A value is trying to be set on a copy of a slice from a DataFrame.
Try using .loc[row_indexer,col_indexer] = value instead

See the caveats in the documentation: https://pandas.pydata.org/pandas-docs/stable/user_guide/indexing.html#returning-a-view-versus-a-copy


In [5]:
mi_rr_data_with_supplier=raw_mi_rr_data.merge(lookup,left_on='RequestorODS',right_on='NACS',how='left').rename({'supplier':'requesting supplier'},axis=1).drop('NACS',axis=1)
mi_rr_data_with_supplier=mi_rr_data_with_supplier.merge(lookup,left_on='SenderODS',right_on='NACS',how='left').rename({'supplier':'sending supplier'},axis=1).drop('NACS',axis=1)

In [6]:
# Select EMIS to TPP conversations
emis_to_tpp_conversations_bool = (mi_rr_data_with_supplier["sending supplier"] == "EMIS") & (mi_rr_data_with_supplier["requesting supplier"] == "TPP")
emis_to_tpp_conversations = mi_rr_data_with_supplier[emis_to_tpp_conversations_bool]

# Filter by 2 weeks before fix and 2 weeks after
time_window = timedelta(days=14)
date_bool = (emis_to_tpp_conversations["RegistrationTime"] >= fix_time - time_window) & (emis_to_tpp_conversations["RegistrationTime"] <= fix_time + time_window)
emis_to_tpp_conversations = emis_to_tpp_conversations[date_bool]

In [7]:
# Adding before and after fix
emis_to_tpp_conversations["Fix implemented"] = emis_to_tpp_conversations["RegistrationTime"] > fix_time

In [8]:
# Add contains error code 30 column
emis_to_tpp_conversations['Contains Error Code 30']=((emis_to_tpp_conversations['RequestErrorCode']=='30') | (emis_to_tpp_conversations['ExtractAckCode']==30)).fillna(False)

In [9]:
# N.B. Conversations without a conversation ID are not counted
error_code_30_prevalence_change = emis_to_tpp_conversations.pivot_table(index="Fix implemented", columns="Contains Error Code 30", aggfunc="count", values="ConversationID")
error_code_30_prevalence_change["Total"] = error_code_30_prevalence_change.sum(axis=1)
error_code_30_prevalence_change["%"] = (error_code_30_prevalence_change[True] / error_code_30_prevalence_change["Total"]).multiply(100).round(2)

In [10]:
error_code_30_prevalence_change

Contains Error Code 30,False,True,Total,%
Fix implemented,Unnamed: 1_level_1,Unnamed: 2_level_1,Unnamed: 3_level_1,Unnamed: 4_level_1
False,20555,176,20731,0.85
True,18383,43,18426,0.23


The proportion of conversations with error code 30s has reduced from 0.85% to 0.23%. 

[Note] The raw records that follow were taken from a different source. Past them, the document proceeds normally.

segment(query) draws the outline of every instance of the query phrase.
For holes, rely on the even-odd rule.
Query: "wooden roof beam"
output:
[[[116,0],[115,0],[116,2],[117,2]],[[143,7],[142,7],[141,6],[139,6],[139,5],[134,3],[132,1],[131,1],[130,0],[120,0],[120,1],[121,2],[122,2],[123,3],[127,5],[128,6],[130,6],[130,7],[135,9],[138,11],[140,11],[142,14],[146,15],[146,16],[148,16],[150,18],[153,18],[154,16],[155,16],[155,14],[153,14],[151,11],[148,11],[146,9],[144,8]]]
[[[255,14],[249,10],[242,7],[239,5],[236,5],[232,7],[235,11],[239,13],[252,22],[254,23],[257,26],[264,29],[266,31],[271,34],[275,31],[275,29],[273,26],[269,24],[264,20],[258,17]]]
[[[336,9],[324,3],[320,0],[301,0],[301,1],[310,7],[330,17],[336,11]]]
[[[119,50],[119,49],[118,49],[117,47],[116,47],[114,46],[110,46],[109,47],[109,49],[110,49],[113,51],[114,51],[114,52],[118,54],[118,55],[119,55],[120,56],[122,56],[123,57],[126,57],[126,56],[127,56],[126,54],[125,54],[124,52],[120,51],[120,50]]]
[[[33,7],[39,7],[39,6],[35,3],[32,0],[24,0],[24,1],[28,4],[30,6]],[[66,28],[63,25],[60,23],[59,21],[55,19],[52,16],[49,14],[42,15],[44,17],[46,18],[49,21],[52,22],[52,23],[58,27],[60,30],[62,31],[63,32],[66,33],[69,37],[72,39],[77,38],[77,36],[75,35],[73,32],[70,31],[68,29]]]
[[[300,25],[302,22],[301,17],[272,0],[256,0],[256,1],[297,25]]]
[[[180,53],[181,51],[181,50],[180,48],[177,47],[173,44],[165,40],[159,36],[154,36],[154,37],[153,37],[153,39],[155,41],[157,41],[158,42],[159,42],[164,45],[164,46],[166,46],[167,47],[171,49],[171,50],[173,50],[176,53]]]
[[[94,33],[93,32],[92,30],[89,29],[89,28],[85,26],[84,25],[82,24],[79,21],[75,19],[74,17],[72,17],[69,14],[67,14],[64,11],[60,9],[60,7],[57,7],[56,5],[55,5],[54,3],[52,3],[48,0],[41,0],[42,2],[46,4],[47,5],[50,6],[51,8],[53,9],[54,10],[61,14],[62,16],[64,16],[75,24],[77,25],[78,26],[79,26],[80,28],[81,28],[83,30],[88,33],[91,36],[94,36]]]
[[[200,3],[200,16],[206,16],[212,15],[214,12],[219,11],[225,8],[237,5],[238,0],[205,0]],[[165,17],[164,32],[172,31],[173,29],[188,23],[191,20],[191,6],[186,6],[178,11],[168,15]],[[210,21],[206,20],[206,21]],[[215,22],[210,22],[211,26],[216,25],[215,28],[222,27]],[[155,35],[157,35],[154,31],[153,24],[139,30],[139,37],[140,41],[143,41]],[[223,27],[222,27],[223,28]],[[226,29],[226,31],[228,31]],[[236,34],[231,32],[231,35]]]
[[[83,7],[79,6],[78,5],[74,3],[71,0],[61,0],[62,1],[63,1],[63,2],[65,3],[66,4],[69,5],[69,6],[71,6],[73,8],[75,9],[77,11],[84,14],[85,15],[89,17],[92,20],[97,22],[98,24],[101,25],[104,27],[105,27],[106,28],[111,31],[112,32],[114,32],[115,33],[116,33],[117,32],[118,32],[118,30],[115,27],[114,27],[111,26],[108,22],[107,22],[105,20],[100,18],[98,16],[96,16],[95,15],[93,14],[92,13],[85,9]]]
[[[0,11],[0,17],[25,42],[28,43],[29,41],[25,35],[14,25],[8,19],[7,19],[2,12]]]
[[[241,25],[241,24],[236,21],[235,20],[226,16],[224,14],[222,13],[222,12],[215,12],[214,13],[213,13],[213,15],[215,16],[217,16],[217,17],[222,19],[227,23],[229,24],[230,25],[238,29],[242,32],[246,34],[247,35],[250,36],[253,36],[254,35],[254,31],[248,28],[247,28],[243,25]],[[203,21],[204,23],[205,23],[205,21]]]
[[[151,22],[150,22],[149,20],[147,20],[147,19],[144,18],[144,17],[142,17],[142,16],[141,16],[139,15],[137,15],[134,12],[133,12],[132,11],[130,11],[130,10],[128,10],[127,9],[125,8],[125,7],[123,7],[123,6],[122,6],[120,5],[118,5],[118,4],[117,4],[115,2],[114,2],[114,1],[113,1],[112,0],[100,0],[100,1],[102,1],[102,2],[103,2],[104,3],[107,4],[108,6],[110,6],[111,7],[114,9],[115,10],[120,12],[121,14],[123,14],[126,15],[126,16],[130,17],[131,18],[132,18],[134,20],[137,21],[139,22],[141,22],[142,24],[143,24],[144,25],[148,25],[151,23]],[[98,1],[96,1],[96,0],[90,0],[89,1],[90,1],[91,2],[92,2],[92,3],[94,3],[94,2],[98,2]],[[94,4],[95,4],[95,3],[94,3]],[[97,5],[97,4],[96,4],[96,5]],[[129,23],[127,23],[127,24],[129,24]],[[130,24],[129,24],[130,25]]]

Now we'll look at how many of the error code 30s were due to the TPP attachment limit.

In [11]:
# Only looking at conversations with Error Code 30
conversations_with_error_code_30 = emis_to_tpp_conversations[emis_to_tpp_conversations['Contains Error Code 30']].copy()
conversations_with_error_code_30['Contains TPP limit error'] = conversations_with_error_code_30['RequestErrorDescription'].str.contains('is larger than TPP limit').fillna(False)
conversations_with_error_code_30['Contains TPP limit error'].value_counts(dropna=False)

True    219
Name: Contains TPP limit error, dtype: int64

Therefore, we conclude that all error code 30s have an error description that contains "is larger than TPP limit" (i.e. a TPP attachment limit error)

N.B. Remember this is only looking at conversations from EMIS to TPP within this timeframe.

Now we will look at what the attachment limit (given in the error description) is before and after the fix was implemented.

In [12]:
# Attachment limit by MB
conversations_with_error_code_30['Attachment Limit']=conversations_with_error_code_30['RequestErrorDescription'].str.split().apply(lambda message_list: int(message_list[-1]))
attachment_limit_table = conversations_with_error_code_30.pivot_table(index="Fix implemented", columns="Attachment Limit", aggfunc="count", values="ConversationID").fillna(0).astype(int)
attachment_limit_table.columns = attachment_limit_table.columns / (1024**2)
attachment_limit_table

Attachment Limit,60.0,100.0
Fix implemented,Unnamed: 1_level_1,Unnamed: 2_level_1
False,176,0
True,0,43


The attachment limit was 60MB before the fix, and after it was 100MB for all conversations that reached the attachment limit.